Guest essay by Eric Worrall
Stephan Lewandowsky (of retracted Recursive Fury fame ) has just released a paper supporting the “precautionary principle” (h/t JoNova). According to Lewandowsky, the more uncertain you are about risk, the more you should spend to contain the risk.
Lewandowsky of course applies this principle to climate sensitivity – he suggests uncertainty increases the high end risk.
But now that Lewandosky has opened our eyes, let’s try applying his principle to other issues.

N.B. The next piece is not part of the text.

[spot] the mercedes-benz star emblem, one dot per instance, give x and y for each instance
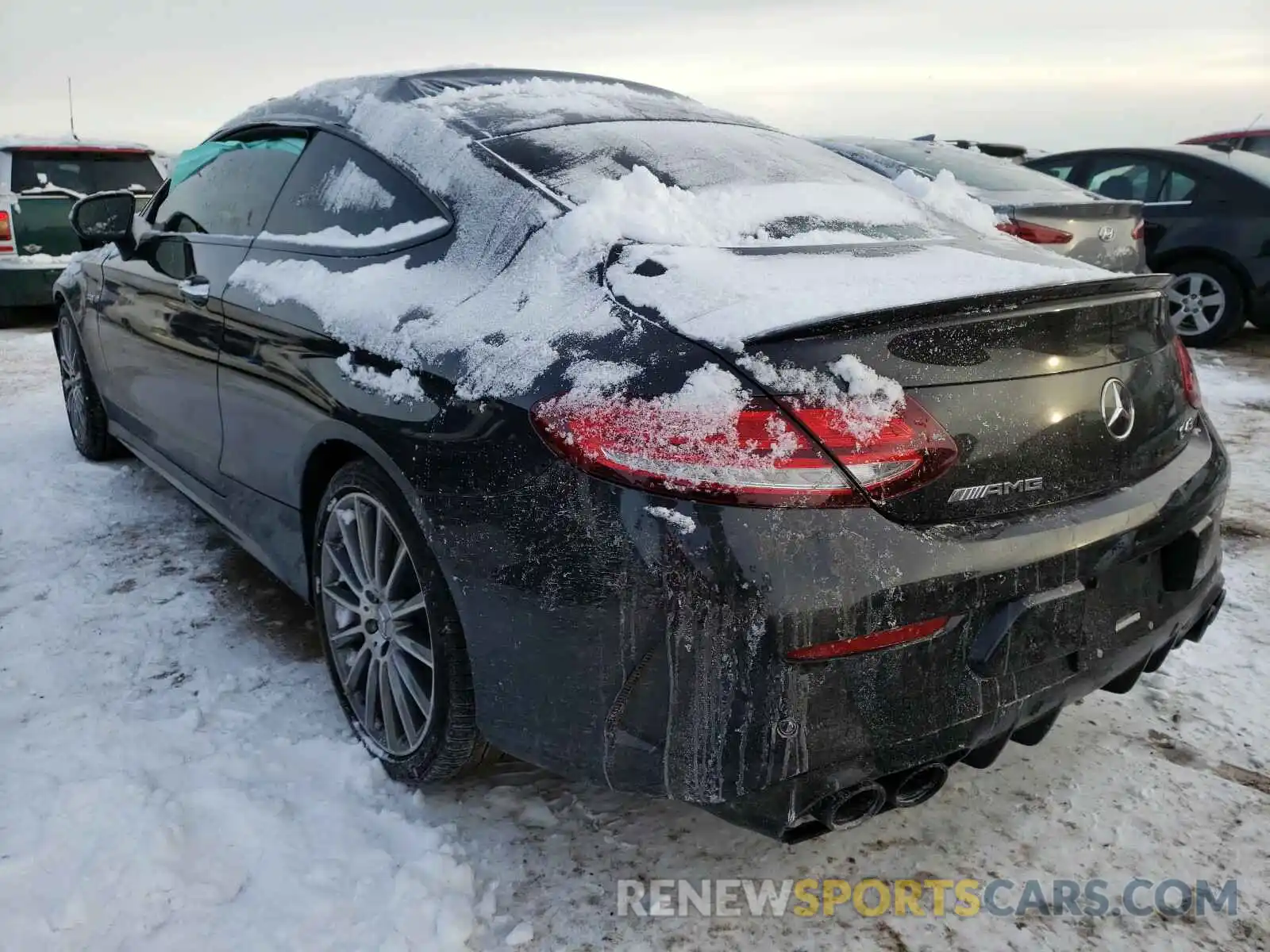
(1118, 412)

Witch burning. Just as there has never been a clear anthropogenic climate signal, so there has never been a clear demonstration of supernatural power. Yet can we be absolutely certain? Lewandowsky teaches us that the less you know about something, the more worried you should be. So for the sake of the children, we had better dust off those old witch finding books.
Flying saucers. There has never been a verified case of human contact with aliens. But there have been plenty of anecdotal accounts of alien encounters, many of which sound rather unpleasant. Lewandowsky teaches us that uncertainty is risk – can we be absolutely certain Earth is not being observed by malevolent alien beings? Better step up efforts to keep us all safe from the unknown.
I’m sure readers can think of other examples – chemtrails, rains of frogs, strange wart like pimples… it’s a long list.
Thank you Lewandowsky, for opening our eyes to what is really important.